Well-designed housing won’t always convince those opposed to development, but we need to strive for higher standards
At Conservative Conference I spoke at a fringe meeting on design with Nick Boles, the planning minister. And great sport it was too as he and Shaun Spiers from the Campaign to Protect Rural England (CPRE) traded blows with the Daily Telegraph trying to referee.
As passions ran high I understood why Nick Boles recently said he would want to be shot if he was still planning minister at the next election. With the clear out of ministers from CLG, it’s vital that he stays in place and finishes what he has started whatever the personal consequences.
People told me afterwards that the meeting had been a feisty affair. But on reflection there was perhaps more common ground (at least between some of us on the panel) than might have been expected.
Good design is not as subjective as people might think. It’s about how the development works with the local settlement
It was certainly a relief to be talking about what we should build and not just how customers should be helped to buy.
The proposition we were debating was whether good design would bring Nimbys onside and lead them to support housing. We agreed design was important and that design standards across the industry had to improve. Nick Boles raised the contentious point that some of the greatest places were built before any planning regulations but accepted that it was not a practical suggestion.
My position is clear: where communities and their representatives are undecided, open consultation and good design can win the day. Perhaps that’s how it should be.
But it is difficult to argue that where opposition to housing is entirely entrenched good design will convince doubters.
That should not deter the industry from embracing higher design standards and we as a company have fully committed ourselves to Building for Life 12. It about building great places where people want to live not just achieving planning.
So we are training our top 300 managers in how to use Building for Life because we need a structured conversation about development that goes beyond “I like that but don’t like this”.
Good design is not as subjective as people might think.

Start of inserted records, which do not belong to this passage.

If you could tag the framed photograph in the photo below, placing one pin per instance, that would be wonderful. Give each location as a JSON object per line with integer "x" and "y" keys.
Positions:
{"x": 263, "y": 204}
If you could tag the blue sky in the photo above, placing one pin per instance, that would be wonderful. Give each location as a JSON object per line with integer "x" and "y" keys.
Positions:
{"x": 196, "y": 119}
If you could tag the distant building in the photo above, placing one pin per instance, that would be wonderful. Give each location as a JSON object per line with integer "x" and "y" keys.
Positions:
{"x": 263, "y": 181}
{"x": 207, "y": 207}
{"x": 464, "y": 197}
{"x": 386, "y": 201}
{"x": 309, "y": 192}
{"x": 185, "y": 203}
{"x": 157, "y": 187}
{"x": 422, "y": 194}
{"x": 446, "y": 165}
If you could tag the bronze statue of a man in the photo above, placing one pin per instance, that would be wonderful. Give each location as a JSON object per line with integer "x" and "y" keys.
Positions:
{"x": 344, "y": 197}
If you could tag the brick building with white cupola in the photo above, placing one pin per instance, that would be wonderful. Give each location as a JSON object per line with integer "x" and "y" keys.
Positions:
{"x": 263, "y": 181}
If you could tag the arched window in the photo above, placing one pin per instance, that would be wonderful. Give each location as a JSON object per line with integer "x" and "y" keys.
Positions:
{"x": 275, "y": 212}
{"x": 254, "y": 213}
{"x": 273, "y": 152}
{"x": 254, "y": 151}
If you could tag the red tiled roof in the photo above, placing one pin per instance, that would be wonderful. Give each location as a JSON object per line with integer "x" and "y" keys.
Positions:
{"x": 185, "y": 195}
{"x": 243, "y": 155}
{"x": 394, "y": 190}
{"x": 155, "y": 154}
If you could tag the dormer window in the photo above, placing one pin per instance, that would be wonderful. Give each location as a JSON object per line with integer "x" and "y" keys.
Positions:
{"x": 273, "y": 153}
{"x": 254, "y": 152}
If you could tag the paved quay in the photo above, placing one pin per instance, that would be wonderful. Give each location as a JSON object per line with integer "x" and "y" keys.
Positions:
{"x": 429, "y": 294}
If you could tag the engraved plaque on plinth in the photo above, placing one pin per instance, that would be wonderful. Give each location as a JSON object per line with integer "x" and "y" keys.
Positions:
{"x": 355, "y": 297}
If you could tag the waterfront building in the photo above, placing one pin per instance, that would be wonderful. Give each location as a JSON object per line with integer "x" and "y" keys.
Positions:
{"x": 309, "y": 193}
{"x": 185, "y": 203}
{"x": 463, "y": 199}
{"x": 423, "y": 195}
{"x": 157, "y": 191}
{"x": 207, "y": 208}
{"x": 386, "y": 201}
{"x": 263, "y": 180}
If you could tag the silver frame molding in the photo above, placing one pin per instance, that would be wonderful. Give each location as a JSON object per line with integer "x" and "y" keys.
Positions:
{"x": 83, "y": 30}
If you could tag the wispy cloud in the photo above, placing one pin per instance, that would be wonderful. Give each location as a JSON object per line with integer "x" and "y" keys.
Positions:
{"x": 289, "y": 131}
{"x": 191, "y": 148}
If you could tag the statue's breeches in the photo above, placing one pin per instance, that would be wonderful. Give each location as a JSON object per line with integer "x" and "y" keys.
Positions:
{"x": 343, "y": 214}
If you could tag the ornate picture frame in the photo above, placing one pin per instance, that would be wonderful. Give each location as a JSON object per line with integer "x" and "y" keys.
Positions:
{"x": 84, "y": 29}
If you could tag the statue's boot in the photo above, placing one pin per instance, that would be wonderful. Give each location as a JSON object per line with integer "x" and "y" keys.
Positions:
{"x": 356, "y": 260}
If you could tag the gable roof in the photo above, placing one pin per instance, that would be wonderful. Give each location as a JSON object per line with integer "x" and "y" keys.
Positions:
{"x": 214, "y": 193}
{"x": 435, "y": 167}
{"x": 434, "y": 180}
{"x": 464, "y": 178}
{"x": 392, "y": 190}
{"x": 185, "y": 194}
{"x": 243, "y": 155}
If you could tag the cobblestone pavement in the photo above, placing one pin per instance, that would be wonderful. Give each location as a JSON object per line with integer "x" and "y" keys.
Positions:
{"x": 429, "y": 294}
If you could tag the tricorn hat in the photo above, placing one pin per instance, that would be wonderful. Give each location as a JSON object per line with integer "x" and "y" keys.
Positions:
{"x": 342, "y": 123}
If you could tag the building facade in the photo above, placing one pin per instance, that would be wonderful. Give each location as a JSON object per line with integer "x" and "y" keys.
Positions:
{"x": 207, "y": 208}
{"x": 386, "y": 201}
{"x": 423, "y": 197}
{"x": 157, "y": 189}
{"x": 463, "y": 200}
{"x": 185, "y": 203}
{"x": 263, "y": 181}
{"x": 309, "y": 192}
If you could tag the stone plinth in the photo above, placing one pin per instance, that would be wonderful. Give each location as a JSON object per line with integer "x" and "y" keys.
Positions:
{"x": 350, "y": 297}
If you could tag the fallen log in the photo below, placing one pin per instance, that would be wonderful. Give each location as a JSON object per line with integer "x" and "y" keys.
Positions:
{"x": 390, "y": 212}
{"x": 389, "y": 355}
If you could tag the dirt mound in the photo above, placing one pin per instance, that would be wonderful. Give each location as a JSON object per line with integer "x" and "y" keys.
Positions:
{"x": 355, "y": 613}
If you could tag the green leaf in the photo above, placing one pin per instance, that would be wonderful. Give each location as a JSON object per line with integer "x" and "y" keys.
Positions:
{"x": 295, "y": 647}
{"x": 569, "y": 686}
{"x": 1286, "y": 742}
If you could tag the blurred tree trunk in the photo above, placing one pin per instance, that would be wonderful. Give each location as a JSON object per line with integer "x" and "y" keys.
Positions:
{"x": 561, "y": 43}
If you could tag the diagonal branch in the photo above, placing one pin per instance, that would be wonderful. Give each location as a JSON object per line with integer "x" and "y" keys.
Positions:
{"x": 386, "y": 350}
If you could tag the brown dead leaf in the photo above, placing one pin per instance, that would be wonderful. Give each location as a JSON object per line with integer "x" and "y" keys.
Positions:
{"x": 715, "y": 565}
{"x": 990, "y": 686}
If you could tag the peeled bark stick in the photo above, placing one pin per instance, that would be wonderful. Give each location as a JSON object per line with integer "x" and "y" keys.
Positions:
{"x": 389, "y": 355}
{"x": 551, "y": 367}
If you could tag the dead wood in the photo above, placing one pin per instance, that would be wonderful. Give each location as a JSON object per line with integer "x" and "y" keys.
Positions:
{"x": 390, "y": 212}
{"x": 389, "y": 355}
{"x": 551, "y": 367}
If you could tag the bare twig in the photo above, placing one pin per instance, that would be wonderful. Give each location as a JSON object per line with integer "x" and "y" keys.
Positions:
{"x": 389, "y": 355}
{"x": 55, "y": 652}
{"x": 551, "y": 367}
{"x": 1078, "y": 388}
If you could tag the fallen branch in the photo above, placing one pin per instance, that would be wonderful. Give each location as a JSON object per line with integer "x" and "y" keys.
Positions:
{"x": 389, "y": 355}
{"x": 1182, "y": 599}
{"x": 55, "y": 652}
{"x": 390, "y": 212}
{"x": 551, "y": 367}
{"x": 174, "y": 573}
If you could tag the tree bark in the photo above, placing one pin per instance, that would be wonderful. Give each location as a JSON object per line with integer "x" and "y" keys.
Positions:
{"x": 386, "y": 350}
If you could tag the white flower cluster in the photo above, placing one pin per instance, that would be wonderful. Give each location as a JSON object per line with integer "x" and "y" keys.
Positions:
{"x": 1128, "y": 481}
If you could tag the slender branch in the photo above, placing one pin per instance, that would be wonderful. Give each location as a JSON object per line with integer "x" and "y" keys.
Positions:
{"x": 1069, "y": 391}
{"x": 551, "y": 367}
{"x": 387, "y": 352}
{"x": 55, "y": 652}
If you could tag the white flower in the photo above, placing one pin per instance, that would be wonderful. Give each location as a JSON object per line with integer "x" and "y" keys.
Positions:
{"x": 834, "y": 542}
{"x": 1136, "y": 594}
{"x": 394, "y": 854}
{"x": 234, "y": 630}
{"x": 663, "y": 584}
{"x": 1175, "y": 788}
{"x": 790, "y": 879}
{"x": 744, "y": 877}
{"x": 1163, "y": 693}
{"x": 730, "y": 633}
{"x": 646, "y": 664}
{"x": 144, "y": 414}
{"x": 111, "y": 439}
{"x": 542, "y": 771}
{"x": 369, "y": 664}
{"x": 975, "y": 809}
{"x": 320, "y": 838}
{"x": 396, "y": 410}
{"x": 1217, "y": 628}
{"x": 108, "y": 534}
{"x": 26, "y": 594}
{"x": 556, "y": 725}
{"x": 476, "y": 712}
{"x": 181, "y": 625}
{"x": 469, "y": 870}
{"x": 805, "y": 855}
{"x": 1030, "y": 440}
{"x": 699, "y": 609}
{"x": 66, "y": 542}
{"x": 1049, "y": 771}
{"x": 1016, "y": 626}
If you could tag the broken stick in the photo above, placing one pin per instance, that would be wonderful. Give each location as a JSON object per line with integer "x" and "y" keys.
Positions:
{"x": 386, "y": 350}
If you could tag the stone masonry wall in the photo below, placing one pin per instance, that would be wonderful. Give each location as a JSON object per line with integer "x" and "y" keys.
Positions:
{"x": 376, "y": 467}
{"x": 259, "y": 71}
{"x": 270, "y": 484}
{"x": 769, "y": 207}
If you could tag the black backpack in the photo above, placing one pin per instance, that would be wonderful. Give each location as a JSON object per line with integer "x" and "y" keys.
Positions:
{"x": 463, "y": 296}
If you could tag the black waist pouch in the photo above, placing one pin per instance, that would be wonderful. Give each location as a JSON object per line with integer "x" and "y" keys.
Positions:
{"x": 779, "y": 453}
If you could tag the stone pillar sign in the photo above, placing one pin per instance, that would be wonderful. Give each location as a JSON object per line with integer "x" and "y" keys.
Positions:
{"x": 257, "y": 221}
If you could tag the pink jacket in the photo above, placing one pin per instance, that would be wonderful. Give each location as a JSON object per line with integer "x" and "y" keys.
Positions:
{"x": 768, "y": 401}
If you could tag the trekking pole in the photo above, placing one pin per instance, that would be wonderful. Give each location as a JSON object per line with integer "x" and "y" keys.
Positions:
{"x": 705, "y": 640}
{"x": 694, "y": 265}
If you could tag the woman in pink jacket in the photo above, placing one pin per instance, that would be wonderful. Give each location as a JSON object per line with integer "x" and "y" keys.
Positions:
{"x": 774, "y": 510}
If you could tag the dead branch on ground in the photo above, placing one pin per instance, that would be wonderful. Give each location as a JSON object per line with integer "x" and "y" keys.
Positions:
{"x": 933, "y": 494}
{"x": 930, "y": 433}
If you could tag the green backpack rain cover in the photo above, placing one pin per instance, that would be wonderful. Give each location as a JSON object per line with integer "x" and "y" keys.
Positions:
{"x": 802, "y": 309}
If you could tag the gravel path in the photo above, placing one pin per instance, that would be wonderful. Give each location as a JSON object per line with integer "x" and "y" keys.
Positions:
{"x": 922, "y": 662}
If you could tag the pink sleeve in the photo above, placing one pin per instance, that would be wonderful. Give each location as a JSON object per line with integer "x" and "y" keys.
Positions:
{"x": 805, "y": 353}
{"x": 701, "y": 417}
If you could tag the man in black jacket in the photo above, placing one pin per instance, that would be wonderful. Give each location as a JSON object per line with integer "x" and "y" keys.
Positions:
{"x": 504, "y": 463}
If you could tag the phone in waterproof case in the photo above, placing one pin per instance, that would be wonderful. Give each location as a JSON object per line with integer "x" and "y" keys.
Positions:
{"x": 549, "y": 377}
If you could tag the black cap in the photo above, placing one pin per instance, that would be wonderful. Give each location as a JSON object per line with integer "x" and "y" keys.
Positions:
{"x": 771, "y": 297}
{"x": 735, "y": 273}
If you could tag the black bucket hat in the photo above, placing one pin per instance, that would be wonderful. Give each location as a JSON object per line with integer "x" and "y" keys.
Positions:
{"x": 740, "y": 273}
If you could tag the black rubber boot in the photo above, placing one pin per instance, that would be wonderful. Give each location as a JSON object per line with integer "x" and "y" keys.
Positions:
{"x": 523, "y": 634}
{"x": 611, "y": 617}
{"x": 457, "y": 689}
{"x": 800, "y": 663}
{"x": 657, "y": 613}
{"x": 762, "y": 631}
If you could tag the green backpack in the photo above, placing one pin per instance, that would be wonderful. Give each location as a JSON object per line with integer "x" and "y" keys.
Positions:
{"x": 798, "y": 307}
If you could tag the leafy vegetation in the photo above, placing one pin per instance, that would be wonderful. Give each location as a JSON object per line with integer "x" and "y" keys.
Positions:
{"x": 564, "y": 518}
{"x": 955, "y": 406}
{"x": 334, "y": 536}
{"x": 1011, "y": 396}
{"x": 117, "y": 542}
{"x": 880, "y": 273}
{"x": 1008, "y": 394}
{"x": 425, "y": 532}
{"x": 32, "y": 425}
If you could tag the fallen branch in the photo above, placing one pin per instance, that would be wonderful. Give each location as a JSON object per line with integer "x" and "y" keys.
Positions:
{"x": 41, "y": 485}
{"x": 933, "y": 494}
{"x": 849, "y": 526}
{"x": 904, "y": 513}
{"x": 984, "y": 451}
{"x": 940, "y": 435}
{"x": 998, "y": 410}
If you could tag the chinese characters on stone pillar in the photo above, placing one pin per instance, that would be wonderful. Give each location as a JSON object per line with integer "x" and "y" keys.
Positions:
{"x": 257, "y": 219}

It’s about how the development works with the local settlement and how we make use of the existing features on the site. It’s about how easy it is to find your way around and how well parking is integrated. It’s about the use of local styles and materials and the use of open space.
A year ago I didn’t think I’d be saying that mortgage finance is no longer the biggest issue we face. We now need policy makers - in government and in opposition - to engage in a realistic and constructive debate about barriers to supply. And for that reason, we need to Nick Boles to stay in post a while longer and be prepared to make the ultimate sacrifice!